I have read both of your responses, and will try to combine all of my
responses here.

Ok, to start, why don't you see below,''


----- Original Message -----
From: "Juha Pajunen" <[EMAIL PROTECTED]>
To: "Protel EDA Forum" <[EMAIL PROTECTED]>
Sent: Monday, September 30, 2002 2:52 AM
Subject: Re: [PEDA] 1020-pin BGA out-routing question (some add)

> Hi,
> I changed the footprint, 40mil pitch with 20mil pads.
> VIAs between SMD pad are 16mil pad and 8mil hole, we
> want use this because there will be more room for
> routing and SOLDERMASK is bigger between SMD pad
> and VIA (I have 4mil opening for SMD pads and VIAs
> are tentd or 0mil opening; which one is better).
> Traces are 4mil and gap is also 4mil,
> need to route two trace between SMD pads,
> do not want make over 10 layer board...

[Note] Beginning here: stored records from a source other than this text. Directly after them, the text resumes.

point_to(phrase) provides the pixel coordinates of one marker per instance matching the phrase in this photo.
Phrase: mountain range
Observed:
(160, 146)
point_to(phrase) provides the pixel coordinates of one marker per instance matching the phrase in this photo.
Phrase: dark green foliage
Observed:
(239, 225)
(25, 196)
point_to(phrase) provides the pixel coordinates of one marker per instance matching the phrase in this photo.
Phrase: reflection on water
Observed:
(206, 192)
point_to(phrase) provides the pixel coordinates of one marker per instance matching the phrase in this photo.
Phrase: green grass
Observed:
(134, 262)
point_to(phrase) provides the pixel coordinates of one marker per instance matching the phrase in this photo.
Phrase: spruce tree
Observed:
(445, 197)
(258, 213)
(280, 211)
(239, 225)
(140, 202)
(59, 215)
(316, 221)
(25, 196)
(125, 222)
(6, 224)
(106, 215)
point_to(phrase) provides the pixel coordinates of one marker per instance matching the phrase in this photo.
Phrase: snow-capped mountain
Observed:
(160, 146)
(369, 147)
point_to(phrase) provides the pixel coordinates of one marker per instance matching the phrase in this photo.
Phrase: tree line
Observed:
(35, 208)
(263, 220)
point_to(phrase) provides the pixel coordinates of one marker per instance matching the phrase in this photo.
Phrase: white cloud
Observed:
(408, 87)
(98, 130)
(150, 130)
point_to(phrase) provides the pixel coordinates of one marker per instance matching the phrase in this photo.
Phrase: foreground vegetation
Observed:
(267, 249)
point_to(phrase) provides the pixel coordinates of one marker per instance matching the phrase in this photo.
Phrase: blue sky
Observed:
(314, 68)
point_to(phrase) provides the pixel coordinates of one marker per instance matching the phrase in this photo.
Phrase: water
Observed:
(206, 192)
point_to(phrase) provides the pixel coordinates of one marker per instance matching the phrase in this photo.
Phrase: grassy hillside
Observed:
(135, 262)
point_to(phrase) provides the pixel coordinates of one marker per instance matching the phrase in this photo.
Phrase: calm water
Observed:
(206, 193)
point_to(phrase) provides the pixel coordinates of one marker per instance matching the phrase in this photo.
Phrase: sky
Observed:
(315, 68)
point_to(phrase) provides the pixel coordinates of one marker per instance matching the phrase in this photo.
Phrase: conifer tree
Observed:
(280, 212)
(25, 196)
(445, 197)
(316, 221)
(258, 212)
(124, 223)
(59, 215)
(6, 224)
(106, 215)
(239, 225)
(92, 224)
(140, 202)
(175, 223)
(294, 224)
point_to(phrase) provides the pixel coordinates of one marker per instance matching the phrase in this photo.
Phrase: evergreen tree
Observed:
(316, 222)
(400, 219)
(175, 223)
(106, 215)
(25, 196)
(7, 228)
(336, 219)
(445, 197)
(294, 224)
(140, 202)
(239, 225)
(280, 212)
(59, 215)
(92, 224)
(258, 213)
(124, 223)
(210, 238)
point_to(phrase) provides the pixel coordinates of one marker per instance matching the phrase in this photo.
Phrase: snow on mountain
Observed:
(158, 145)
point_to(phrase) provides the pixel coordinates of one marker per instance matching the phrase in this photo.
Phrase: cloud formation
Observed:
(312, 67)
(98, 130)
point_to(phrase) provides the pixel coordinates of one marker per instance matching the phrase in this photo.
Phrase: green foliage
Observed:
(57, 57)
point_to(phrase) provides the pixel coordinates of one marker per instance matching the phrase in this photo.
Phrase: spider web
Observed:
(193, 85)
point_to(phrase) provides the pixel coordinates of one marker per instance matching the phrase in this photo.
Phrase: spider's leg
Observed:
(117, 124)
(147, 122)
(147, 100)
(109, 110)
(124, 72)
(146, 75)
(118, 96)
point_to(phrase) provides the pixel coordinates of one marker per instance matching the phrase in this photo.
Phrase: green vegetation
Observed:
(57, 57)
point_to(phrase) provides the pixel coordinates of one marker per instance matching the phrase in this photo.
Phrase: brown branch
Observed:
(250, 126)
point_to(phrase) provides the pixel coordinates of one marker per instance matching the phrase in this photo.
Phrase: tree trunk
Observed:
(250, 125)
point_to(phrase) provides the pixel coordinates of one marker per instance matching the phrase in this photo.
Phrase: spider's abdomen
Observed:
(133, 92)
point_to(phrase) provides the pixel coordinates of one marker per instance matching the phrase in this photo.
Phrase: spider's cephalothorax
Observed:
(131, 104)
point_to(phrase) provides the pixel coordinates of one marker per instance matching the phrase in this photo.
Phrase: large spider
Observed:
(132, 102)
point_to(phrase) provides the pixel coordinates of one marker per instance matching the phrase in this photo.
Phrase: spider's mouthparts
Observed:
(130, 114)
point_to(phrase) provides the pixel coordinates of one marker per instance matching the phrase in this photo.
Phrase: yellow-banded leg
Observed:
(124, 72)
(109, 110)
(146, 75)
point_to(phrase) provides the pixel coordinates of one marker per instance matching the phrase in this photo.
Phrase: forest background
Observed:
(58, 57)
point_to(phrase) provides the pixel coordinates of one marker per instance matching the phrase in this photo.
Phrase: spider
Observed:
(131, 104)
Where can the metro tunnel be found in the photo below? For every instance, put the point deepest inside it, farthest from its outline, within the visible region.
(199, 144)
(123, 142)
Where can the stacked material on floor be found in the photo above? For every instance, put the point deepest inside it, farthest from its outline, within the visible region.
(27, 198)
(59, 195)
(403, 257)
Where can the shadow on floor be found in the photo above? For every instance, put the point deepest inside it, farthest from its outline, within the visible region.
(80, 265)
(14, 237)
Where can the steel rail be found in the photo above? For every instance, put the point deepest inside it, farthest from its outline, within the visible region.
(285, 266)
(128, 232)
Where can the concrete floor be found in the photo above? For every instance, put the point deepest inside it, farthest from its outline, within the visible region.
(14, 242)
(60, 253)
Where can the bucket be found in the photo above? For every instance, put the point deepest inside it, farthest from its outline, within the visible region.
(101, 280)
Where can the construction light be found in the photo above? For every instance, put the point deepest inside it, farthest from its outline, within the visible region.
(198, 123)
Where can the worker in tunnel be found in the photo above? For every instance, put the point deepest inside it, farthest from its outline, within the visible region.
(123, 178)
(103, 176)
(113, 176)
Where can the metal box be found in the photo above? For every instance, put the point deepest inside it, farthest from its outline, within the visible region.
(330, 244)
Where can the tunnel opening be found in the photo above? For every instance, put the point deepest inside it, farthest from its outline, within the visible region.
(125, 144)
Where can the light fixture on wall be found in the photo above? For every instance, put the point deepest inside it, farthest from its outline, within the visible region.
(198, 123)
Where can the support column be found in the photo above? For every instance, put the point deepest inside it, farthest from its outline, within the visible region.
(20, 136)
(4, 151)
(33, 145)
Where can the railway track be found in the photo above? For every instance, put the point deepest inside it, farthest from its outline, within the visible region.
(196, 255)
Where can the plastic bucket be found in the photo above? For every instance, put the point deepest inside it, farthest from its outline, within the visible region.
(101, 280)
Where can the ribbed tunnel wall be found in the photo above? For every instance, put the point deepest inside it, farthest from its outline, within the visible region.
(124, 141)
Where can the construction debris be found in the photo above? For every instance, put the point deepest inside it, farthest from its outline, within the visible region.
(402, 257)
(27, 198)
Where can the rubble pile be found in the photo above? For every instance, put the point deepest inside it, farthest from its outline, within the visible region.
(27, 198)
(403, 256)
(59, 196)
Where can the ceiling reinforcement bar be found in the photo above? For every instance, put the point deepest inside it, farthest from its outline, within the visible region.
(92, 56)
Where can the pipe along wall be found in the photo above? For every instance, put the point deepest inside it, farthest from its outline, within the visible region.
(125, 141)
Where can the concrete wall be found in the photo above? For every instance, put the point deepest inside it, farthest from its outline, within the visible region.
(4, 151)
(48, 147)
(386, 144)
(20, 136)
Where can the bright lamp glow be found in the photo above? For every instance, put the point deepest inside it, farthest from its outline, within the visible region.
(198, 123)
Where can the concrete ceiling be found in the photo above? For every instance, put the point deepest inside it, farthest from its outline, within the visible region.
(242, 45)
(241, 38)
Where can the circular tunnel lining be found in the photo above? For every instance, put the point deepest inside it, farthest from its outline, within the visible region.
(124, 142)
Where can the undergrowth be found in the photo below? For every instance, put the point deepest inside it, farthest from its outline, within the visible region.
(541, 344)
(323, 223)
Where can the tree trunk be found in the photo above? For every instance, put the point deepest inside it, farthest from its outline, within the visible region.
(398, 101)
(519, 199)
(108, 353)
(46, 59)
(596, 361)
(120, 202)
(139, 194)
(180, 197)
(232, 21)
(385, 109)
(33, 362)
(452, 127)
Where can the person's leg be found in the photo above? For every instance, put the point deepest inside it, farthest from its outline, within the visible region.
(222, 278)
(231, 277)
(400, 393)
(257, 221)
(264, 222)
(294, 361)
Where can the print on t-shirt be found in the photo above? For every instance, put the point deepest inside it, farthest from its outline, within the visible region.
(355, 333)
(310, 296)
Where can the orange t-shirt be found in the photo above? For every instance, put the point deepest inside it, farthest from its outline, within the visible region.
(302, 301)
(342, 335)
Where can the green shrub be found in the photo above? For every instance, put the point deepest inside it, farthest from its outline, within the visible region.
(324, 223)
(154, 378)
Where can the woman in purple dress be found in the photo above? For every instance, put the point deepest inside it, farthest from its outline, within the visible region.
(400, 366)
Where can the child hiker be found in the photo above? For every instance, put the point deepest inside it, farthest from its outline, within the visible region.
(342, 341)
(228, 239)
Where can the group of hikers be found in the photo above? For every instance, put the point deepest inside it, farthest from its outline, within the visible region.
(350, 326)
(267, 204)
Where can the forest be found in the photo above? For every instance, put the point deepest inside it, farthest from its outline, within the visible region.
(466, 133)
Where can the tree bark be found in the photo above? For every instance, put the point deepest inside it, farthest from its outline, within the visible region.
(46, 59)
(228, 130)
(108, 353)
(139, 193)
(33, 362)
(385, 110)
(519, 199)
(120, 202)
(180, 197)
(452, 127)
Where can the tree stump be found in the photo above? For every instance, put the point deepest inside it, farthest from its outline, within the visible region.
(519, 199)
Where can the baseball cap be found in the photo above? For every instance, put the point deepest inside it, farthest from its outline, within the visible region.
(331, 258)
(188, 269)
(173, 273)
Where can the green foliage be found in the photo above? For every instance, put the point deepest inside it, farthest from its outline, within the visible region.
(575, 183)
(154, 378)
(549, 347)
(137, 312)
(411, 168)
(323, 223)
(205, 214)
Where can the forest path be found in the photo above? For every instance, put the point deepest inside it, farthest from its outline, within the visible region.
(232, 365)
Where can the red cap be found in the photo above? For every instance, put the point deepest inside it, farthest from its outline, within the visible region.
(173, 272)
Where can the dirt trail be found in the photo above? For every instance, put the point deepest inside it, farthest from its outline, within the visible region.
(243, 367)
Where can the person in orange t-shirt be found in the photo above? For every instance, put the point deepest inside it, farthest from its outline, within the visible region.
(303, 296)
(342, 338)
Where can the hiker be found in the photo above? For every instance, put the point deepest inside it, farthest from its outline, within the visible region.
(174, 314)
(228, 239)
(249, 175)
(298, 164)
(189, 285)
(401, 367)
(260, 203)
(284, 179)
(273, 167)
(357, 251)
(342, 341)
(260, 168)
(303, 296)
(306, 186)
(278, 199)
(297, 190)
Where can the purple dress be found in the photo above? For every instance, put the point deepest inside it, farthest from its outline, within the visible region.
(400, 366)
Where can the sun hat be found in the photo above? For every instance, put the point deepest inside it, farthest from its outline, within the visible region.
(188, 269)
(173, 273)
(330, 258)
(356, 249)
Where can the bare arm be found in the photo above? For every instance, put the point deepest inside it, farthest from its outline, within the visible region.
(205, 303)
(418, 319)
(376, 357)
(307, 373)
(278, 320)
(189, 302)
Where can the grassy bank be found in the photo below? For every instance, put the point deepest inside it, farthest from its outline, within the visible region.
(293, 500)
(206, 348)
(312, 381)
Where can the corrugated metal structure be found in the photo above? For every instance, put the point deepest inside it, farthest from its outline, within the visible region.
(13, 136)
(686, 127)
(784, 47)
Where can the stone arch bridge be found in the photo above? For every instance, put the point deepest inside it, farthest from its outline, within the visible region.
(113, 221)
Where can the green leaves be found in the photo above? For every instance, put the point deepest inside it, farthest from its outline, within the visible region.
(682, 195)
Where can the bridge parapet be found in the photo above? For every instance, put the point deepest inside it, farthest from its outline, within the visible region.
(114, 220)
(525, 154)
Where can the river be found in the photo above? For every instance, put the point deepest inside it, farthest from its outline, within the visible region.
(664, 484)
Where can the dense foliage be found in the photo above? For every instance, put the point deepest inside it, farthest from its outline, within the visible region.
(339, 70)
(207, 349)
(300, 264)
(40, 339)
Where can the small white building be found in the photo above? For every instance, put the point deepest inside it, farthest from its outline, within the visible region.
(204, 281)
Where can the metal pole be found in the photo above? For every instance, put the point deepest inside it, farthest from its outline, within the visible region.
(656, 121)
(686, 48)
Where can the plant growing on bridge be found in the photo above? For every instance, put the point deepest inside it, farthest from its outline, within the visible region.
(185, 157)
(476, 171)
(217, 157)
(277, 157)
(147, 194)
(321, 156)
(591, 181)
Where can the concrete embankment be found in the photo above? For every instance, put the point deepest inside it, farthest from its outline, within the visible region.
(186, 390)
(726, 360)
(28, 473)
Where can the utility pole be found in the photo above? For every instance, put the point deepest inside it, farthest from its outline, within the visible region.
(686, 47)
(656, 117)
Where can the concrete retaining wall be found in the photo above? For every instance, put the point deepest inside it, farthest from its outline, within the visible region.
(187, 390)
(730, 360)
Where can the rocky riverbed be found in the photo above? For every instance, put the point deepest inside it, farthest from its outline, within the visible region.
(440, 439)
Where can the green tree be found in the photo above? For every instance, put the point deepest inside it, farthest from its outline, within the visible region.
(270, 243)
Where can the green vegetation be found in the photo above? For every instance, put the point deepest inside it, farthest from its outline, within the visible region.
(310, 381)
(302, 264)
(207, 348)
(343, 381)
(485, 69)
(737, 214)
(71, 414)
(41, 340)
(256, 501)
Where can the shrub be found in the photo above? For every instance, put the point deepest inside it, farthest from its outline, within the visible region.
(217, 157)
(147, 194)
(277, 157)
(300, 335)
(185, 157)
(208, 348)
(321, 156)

Do not change your spacing to .040" unless that is the actual spacing of
your device. I only offered that because it was used in a presentation that
I attended on the subject, but if I actually understand correctly, your BGA
is 1.00mm spacing (actually .03937" and not .04000"), and the cumulative
error would definitely cause a problem on a pattern this large. Stick with
what the databook calls for on the "pitch", and adjust everything else to
match that.

If you are using an 8 mil hole in a 16 mil pad, that requires a 8 mil
overall feature registration (.004" true position), which is pretty tight
for an 8 by 5 inch board, and that would allow zero for annular ring, which
is acceptable (for certain manufacturing specs), but forces you to use
teardrops on all of your vias. I would think that you would be much better
off tightening up your solder mask, and it's registration, and using the
extra "slop" (as it were) in the rest of the design. Even if you stuck with
the 8 mil hole, and kicked your pad up to 18 mils, but kept the same feature
registration, you could at least avoid breakouts. Anyway, something to think
about. Remember that Protel does allow you to remove "unused internal" pads
when you generate gerbers, but I would not want to depend on this for any
clearances (I would prefer to make a "special via" for the specific occasion
and location in which I "juggled the pad stack" (s it were), if I had a
"tight spot" or two and needed a little extra space. I will try and locate
the number of the IPC Spec that discusses "breakout" in this specific

Also remember that when you consider overall feature registration and
breakout, you also have to consider the effect on "plane clearance", and
remember that hole size is usually based on "final" hole size, after
plating, while the plane clearance itself has to take into account the max
drill size (including any etchback (if present)).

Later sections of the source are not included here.